ESG is just business seen through a new lens of competitive risk analysis & opportunity

Natalie Runyon  Director / ESG content / Thomson Reuters Institute

· 5 minute read

Natalie Runyon  Director / ESG content / Thomson Reuters Institute

· 5 minute read

As ESG initiatives become more ingrained in corporate life, the methods to weigh the benefits and risks of such activities will have to come into sharper focus

Many individuals with expertise in environmental, social & governance (ESG) issues frequently assert that investors and senior executives are increasingly viewing ESG through both the risk reduction and opportunity lens. Indeed, the core concept behind sustainability is efficiency and using fewer resources (both natural, financial, and human) to generate the same or better business performance.

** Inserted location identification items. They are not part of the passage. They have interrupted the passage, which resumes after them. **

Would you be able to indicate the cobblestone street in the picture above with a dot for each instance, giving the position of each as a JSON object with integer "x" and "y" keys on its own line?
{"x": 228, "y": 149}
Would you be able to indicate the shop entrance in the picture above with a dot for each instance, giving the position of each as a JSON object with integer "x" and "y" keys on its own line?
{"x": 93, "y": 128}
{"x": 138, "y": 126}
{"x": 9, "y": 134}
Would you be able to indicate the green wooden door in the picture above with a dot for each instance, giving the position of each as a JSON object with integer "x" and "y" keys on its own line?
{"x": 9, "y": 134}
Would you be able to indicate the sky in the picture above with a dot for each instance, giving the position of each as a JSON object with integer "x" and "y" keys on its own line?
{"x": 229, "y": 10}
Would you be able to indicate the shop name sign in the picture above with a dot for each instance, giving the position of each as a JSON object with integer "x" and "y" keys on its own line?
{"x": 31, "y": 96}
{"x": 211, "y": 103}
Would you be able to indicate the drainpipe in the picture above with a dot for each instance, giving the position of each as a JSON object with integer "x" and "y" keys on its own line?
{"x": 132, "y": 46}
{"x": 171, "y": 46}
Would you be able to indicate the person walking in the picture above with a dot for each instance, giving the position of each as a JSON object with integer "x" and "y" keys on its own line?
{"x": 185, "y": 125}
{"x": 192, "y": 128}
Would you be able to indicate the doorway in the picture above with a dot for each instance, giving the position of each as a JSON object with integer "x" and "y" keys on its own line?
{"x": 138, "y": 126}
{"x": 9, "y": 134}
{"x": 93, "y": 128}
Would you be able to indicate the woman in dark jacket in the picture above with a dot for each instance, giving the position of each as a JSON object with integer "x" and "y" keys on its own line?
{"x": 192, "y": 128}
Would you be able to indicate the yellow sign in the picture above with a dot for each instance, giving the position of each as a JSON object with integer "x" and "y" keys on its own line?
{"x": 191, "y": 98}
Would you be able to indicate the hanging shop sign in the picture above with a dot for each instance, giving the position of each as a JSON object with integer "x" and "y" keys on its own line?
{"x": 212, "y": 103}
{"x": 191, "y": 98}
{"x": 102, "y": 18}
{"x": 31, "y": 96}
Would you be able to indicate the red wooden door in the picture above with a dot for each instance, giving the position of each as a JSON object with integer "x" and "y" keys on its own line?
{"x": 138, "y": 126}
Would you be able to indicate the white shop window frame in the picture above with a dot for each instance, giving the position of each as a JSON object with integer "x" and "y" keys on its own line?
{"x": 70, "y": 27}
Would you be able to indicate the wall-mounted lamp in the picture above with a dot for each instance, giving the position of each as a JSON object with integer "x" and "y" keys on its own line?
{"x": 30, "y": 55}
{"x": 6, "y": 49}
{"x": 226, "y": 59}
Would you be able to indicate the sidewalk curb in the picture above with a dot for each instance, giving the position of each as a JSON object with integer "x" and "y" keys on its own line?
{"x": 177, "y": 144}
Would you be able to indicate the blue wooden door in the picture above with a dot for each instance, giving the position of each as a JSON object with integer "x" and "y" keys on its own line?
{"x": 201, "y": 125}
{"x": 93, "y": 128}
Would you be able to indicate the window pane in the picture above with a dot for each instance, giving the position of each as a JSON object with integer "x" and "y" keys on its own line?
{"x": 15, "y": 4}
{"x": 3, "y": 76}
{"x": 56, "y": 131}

And much data underscores that point. For example, recent studies highlight a strong correlation between ESG and financial returns; and there has been other realized financial benefits, such as a lower weighted average cost of capital.

Over the last few years, ESG is sometimes presented as an exciting trend that will wane over time, but others believes at some point, ESG will be normalized as how business is conducted. In fact, this outcome is more likely because ESG has become an expanded framework through which to conduct a competitive analysis, just like the SWOT (strengths, weaknesses, opportunities, and threats) tool did decades ago. A key reason for this is that looking through an ESG lens allows for the identification of new or expanded risks and opportunities through regular consultation with an increasing list of company stakeholders.

One head of sustainability at a major bank states that investors “are very risk-based, but the landscape has really shifted to risks and opportunities. Risks are still the bigger part of the pie, but like stakeholders, investors are asking like questions like, ‘How is the bank supporting the [climate] transition?’”

Analyzing the opportunities around ESG will be both industry- and company-specific, but generally, more than half of executives said they anticipate benefits from enhanced ESG reporting. Some of these opportunities, include improved return on investment ROI and elevated brand reputation, in addition to risk reduction. Indeed, many of these opportunities are multifaceted in areas such as:

Financial — Numerous sources, including the studies cited earlier, note the financial benefits of making ESG investments. In addition, ESG management and transparency have a positive impact on sentiment and volatility and should be incorporated in overall corporate strategy, and quarterly earnings guidance.

Employees — People want to work for a corporation about which they generally feel good. In addition, there is a growing body of evidence of a strong correlation between retention and ESG. “Top employers, as measured by employee satisfaction and attractiveness to talent, have significantly higher ESG scores than their peers and suggests that ESG performance can help companies both improve employee satisfaction and attract prospective employees,” according to recent recent research.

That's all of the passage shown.